The book provides glimpses into the growth and practice of nationalist consciousness under Gandhi’s leadership in the city. It details Gandhi’s activism as he inspired people to think afresh about the British rule and question the then prevailing injustice. It also brings alive episodes of national and local relevance as it paints vivid descriptions of Gandhi’s non violent struggle, bonfires of foreign cloth, the Quit India Movement, birth of the khadi bhandars, fundraising activities for Harijans along side the freedom struggle and massive support from the merchant and business communities of the city. Though Gandhi cared little for cinema and art, the literature, films and music of the times reflected and remained committed to his call for freedom and patriotism. Through the details of Gandhi’s public meetings on the roads, by lanes, market places and amidst British built Gothic structures, the book explains the special relationship that the city and the leader shared in the making of the history of nationalism. Places such as Kalbadevi, Vile Parle, Wadala, Giragum, Parel, Lower Parel, Crawford Market Square, Grant Road Abdul Rehman Street, Chawls Maidans Hornimon Circle and education institutions such as Wilson College, theatre houses(to name a few) come alive as sites negotiating with aspiration of Gandhis swaraj. Thus, one gains an understanding of the cultural transformations in the city by examining its physical and non physical public spheres through a linear historical perspective. It also gives an insight who its agents were, from legal luminaries like Justice Ranade,, BadruddinTayabji, Sir Pherozeshah Mehta, to Parsi philanthropists and visionaries, Student unions,labour unions, Merchant Associations, Christian missionaries, educationists and freedom fighters. It explains the ability of the city to accommodate varying functions of different groups that inhabited it and made it a heterogenous space. Almost every area of Bombay has been addressed and small details of almost every corner of Bombay as having a story of its rendezvous with Gandhi’s activism(especially accounts of small shops and households responding to Gandhi’s call for swadeshi and swaraj) explains not only Gandhi’s mass appeal at grass root level but also the city’s unique involvement in the struggle for independence.

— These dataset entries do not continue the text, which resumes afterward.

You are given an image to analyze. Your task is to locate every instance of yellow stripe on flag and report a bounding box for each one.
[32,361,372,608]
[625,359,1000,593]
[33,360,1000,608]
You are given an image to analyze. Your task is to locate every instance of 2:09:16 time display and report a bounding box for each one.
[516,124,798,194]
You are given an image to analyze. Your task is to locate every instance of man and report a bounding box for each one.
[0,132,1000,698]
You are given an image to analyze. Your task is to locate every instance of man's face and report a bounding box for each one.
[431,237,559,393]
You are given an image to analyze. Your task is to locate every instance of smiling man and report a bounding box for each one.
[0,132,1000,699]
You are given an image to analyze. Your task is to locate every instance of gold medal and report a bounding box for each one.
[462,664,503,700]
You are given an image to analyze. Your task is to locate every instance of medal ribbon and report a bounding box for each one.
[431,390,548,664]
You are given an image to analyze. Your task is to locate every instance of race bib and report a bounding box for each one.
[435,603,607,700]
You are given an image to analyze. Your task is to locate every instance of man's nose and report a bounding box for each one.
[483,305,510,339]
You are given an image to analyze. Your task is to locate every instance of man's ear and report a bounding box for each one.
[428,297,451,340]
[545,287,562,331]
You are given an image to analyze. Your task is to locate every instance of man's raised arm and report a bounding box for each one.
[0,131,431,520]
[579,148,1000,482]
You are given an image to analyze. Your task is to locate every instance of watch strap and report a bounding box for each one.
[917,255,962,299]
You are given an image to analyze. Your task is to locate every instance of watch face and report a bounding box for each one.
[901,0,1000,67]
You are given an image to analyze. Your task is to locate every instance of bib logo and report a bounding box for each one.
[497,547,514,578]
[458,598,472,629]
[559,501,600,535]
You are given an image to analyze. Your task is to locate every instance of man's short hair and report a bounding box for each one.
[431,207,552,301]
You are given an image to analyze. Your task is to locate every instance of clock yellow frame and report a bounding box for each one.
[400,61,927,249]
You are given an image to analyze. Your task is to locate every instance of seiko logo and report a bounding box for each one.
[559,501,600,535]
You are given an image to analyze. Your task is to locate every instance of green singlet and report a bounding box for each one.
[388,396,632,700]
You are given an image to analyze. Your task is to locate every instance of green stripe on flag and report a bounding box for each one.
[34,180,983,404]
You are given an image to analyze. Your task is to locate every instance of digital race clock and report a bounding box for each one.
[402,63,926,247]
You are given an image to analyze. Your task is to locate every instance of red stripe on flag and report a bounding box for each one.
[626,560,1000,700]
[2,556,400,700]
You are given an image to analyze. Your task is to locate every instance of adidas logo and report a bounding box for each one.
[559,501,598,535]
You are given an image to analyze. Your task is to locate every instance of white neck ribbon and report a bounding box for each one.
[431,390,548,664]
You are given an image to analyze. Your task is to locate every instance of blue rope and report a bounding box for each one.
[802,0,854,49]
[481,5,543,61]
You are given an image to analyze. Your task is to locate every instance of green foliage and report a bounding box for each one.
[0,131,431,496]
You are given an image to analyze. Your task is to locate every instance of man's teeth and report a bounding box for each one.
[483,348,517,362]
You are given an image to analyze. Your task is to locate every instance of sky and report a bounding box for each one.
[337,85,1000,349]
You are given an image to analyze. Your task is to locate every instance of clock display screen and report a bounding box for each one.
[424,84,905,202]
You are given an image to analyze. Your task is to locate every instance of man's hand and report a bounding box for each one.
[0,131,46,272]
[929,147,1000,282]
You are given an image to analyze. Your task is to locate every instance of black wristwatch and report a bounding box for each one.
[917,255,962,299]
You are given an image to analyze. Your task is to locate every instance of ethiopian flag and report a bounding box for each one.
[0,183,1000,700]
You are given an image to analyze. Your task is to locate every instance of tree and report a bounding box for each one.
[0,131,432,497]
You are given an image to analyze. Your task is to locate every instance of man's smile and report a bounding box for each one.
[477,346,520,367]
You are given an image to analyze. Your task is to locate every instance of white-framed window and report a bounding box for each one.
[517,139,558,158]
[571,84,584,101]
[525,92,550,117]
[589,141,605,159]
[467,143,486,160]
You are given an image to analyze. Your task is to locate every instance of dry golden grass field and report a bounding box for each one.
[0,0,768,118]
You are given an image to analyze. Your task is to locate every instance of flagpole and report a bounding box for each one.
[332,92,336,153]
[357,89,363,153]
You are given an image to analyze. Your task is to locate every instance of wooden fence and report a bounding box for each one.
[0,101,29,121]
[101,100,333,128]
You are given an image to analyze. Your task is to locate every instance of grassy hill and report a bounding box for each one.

Bombay’s unconventional involvement in the freedom struggle and its Gandhian legacy is absent, forgotten, almost deliberately wiped off today as historic spaces such as maidans have become spaces for more “useful” activities such as private cricket coaching! Diminishing open spaces, strong capitalist forces replacing local markets and mills with commercial mall culture, advent of multiplex culture, politics of regionalism, vertical growth of city and communal diharmony are few instances of power hegemonies that have destroyed the revolutionary and critical spirit of the city. As one reads the book one can also feels a sense of loss as the descriptions seem mere nostalgia and show little resemblances to the spaces as they exist today; as Mumbai. True to its claim, it offers nothing more than descriptions, there is no critical analysis, yet it opens the opportunity to dig out the both Gandhi’s and city’s variegated temporalities and critical lineages, in order to construct both Gandhi’s and the city’s obfuscated political and philosophical history.